Since then, a lot has happened in the tracker market. Apple has also recently entered the market and offers its AirTags. AirTags offer some outstanding advantages: they are small and light, the batteries last forever, and since for tracking the already existing iPhones are used – so not only the own iPhone, but simply all of them – one has no costs for SIM cards or mobile phone contracts. Conventional GPS trackers have to communicate with each other, and for that they need a SIM card and a contract. So at first glance, AirTags look like a perfect solution for instrument theft protection*.
But as smart as AirTags are, they are not suitable for theft protection, because Apple does not want them to be used to spy on people unnoticed – even if they are thieves.
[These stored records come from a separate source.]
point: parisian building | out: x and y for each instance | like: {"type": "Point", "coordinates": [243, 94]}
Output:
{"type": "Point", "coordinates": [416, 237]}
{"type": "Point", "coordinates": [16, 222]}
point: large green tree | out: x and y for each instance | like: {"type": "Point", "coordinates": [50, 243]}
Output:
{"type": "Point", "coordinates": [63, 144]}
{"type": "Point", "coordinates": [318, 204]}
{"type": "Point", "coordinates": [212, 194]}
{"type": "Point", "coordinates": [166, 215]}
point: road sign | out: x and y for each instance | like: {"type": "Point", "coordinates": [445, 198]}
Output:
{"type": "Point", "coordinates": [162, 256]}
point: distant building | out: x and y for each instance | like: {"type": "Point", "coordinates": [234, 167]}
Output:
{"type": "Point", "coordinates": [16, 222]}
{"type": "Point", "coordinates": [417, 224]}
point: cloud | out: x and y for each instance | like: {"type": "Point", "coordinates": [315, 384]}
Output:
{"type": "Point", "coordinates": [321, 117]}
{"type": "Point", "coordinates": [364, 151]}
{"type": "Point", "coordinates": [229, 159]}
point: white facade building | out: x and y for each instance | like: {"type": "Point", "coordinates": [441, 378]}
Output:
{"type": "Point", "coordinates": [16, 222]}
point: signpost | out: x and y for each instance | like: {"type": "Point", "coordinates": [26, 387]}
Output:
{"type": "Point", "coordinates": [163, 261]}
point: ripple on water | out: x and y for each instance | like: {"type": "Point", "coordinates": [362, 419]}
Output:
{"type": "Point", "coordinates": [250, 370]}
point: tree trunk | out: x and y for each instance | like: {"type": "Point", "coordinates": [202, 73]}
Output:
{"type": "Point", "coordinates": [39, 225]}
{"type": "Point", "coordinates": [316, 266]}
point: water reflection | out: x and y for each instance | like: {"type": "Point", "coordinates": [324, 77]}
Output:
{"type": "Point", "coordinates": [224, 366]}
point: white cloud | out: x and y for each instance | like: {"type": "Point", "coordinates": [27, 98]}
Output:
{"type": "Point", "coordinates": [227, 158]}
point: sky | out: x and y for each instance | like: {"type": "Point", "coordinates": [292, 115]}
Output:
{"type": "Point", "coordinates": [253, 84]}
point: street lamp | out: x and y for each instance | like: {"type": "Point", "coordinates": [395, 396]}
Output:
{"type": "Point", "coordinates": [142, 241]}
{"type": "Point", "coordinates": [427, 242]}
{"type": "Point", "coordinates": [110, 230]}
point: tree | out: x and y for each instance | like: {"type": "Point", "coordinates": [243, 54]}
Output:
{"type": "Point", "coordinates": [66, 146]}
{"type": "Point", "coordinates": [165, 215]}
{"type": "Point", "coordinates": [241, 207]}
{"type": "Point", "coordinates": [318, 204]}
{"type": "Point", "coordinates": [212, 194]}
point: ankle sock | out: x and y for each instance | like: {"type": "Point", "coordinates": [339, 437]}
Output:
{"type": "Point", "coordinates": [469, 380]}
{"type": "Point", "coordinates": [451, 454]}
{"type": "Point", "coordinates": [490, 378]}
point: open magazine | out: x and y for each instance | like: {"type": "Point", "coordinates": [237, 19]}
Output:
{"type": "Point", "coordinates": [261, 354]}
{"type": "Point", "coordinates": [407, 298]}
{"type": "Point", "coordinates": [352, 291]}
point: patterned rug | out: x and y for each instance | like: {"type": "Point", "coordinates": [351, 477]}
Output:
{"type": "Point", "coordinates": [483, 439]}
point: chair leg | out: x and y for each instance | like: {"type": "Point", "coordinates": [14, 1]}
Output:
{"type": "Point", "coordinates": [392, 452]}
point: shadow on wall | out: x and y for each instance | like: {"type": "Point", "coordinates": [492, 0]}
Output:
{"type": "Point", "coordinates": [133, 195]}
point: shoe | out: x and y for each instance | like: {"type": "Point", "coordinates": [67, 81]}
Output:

If you get an AirTag unnoticed, Apple will alert you after a while with an acoustic signal and a notice on a nearby iPhone (more about this after the click). This makes sense for finding lost objects. An anti-theft tracker, on the other hand, should remain unnoticed by the thief – otherwise he can remove the tracker or take other measures to prevent it from being tracked.
Surprisingly, there are now even more reports where AirTags are not used for theft protection, but on the contrary for preparing a theft.
Since I first installed a tracker in a double bass, they have become even more powerful and also less expensive. What has increased, however, are the running costs of many products: In the early years, people used conventional SIM cards (mostly cheap prepaid SIM). Phone providers didn’t like this so much; in many cases they changed the terms of their contracts to prevent their use in trackers – and at the same time launched their own, more expensive solutions on the market. Many of today’s trackers are not offered as stand-alone devices, but only in conjunction with a contract. A common area of use for such trackers is now e-bikes: here the trackers are permanently installed in the bike by the manufacturer, and the tracking service is sold as an optional accessory.
For use in the double bass, there are now trackers which, due to their size, can be housed in the body and, depending on the model, can also be charged there and thus remain there permanently – an important requirement for effective theft protection. The battery life is up to one week. I would love to show photos at this point – but for obvious reasons I refrain from doing so (the enemy reads along 😉 )
However, if you are interested in equipping your double bass with a tracker, please feel free to contact me. The procedure is reversible – no modification is made that could not be completely undone.
*Note: I use the term “theft protection”, although an instrument can of course be stolen even with an existing tracker. A tracker can’t prevent a theft any more than a theft insurance can – but in the best case you can get your beloved instrument back with the help of the tracker.